1School of Computer Science, University of Leeds
2Leeds Institute of Medical Education, School of Medicine, University of Leeds
Abstract
Background: Simulated medical scenarios are useful for evaluating and developing clinical competencies but scheduling them is expensive and time-consuming. Large language models (LLMs) show promise in role-playing tasks. We investigated the fidelity with which ChatGPT can mimic participants in clinical settings.
Objective: To determine the realism with which ChatGPT can portray patient, doctor and examiner roles, and the utility of these agents in clinical education.
Method: We selected four paediatric scenarios from mock OSCEs and set up separate patient, doctor and examiner ChatGPT agents for each. The patient and doctor agents conversed with each other in written format. The examiner agent marked the doctor agent based on this conversation.

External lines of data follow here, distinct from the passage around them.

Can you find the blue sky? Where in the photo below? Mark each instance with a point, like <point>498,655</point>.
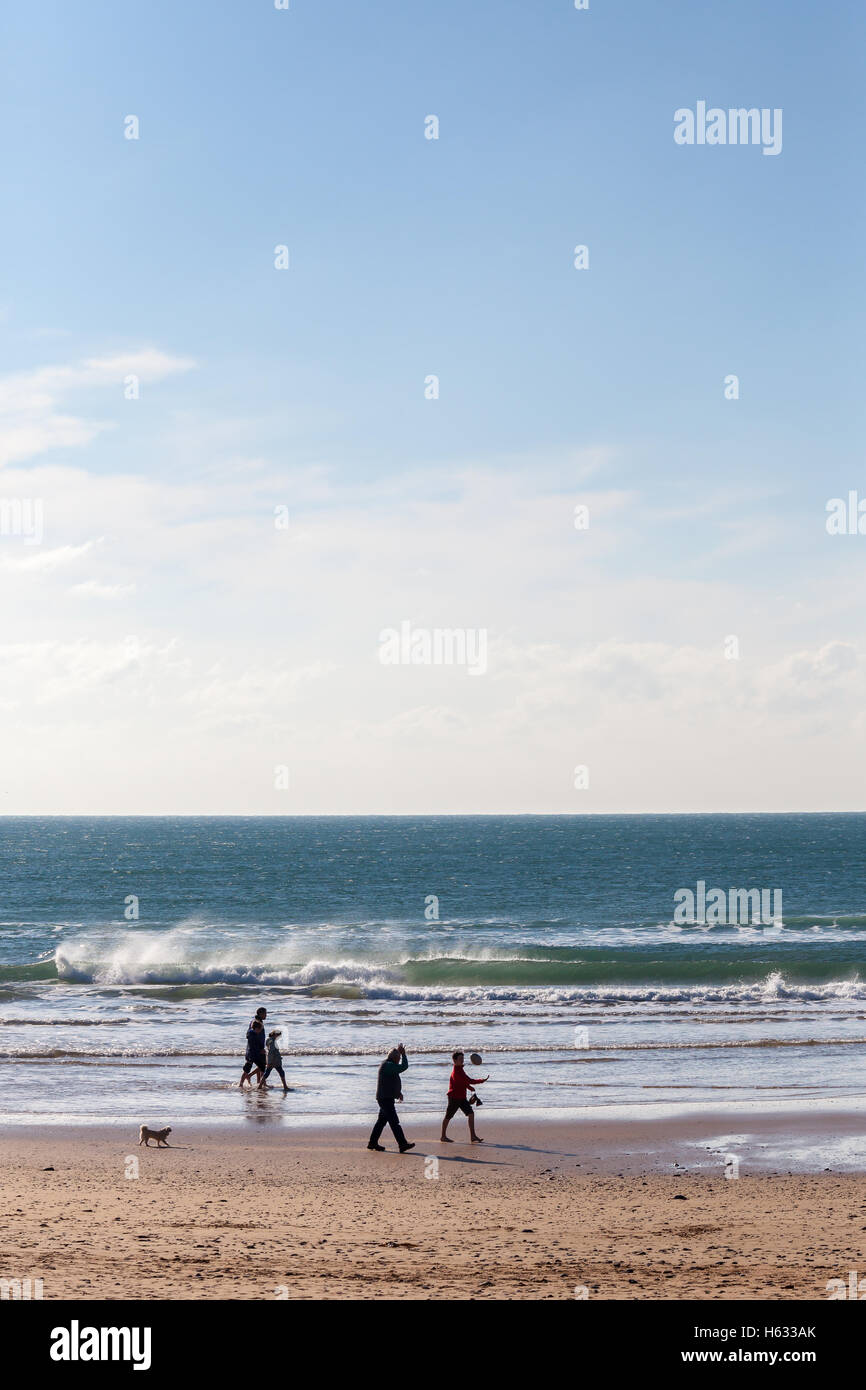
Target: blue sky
<point>453,257</point>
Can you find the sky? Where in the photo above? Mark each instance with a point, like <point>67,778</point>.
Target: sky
<point>223,478</point>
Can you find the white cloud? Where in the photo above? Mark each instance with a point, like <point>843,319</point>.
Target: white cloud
<point>31,420</point>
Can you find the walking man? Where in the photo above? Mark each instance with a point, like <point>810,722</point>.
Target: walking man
<point>387,1093</point>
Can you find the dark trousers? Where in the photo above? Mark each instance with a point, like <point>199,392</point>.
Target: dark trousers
<point>388,1115</point>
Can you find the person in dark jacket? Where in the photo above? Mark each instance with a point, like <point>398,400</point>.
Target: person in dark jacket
<point>388,1091</point>
<point>255,1050</point>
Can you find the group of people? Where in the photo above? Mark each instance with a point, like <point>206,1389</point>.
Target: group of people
<point>263,1057</point>
<point>389,1090</point>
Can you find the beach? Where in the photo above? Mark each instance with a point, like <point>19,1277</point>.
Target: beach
<point>541,1211</point>
<point>674,1111</point>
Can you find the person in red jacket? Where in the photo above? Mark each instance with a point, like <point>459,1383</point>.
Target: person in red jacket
<point>459,1084</point>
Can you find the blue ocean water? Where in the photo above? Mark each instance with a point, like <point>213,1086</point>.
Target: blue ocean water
<point>551,944</point>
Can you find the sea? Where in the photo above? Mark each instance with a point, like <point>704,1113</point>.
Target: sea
<point>605,963</point>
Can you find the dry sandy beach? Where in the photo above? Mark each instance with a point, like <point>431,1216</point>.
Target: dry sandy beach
<point>537,1212</point>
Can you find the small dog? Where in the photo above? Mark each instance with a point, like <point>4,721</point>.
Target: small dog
<point>160,1136</point>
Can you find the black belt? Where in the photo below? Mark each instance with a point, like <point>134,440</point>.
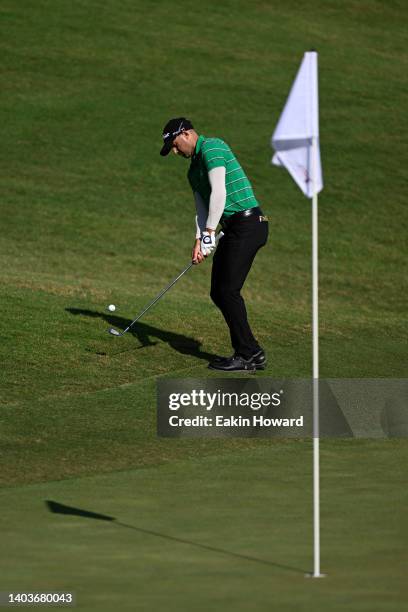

Patients and clinicians familiar with the OSCE assessed the dialogues.
Results: The patient agent was judged to be true to character most of the time and good at expressing emotion. The doctor agent was reported to be an effective communicator but occasionally used jargon. Both agents had a tendency to produce repetitive responses which undermined realism. The examiner agent had high correlation with human clinicians. There was moderate support for using the simulated interactions for educational purposes.
Conclusion: Although the realism of the agents can be improved, ChatGPT can generate plausible proxies of participants in medical scenarios, and could be useful for complementing standardised patient-based training.